For the foregoing reasons, the judgment of the Supreme Court, Suffolk County, is reversed insofar as appealed from, on the law, and a new trial is granted to the appellants, with costs to abide the event.
Mangano, P. J., Harwood and Balletta, JJ., concur.
Ordered that the judgment is reversed insofar as appealed from, on the law, and a new trial is granted to the appellants, with costs to abide the event.

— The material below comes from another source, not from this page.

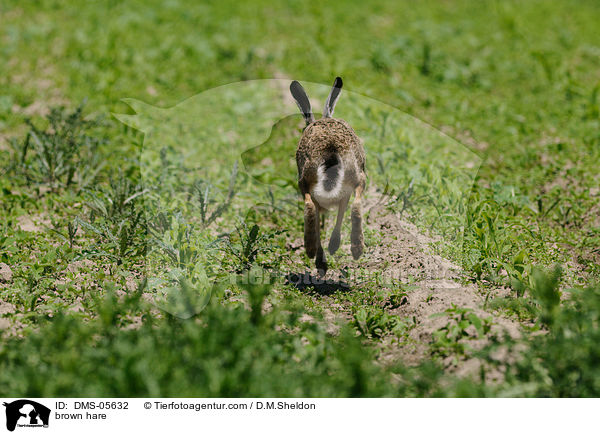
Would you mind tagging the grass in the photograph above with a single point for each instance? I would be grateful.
(177, 201)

The doctrines of "responsible intermediary” and "knowledgeable user” are similar in that they may be applied to relieve a manufacturer of liability. The responsible intermediary doctrine has been applied in New York in cases involving prescription drugs to relieve a drug manufacturer of liability on the theory of a failure to warn the ultimate user of the dangers of the product because a prescribing physician generally is knowledgeable of the dangers of the product and is capable of passing the knowledge on to the ultimate user, i.e., the patient (see, Wolfgruber v Upjohn Co., 72 AD2d 59, affd 52 NY2d 768). Thus, the physician stands as the "responsible intermediary” between the manufacturer and the patient, and once the manufacturer is found to have provided adequate warnings to physicians, it cannot be held liable to the patient on a failure to warn theory. Upon the defendants’ motion for summary judgment in this case, the trial court refused to extend the responsible intermediary doctrine to bulk suppliers of chemical substances (see, Billsborrow v Dow Chem., 139 Misc 2d 488, 492; cf., Rivers v AT&T Technologies, 147 Misc 2d 366, 372). In the framework in which this appeal is presented, we do not address whether a bulk supplier of chemicals may be considered a "responsible intermediary”. The "knowledgeable user” doctrine is a related concept which relieves a manufacturer of liability on a failure to warn theory where the purchaser or user knows or has reason to know of the dangerous propensities of the product independent of the information supplied to him by the manufacturer or distributor (see, e.g., Rosebrock v General Elec. Co., 236 NY 227; Goodbar v Whitehead Bros., 591 F Supp 552, affd sub nom. Beale v Hardy, 769 F2d 213 [4th Cir 1985]; but see, Howard Stores Corp. v Pope, 1 NY2d 110; see generally, Annotation, Failure to Warn as Basis of Liability Under Doctrine of Strict Liability in Tort, 53 ALR3d 239 [1973]).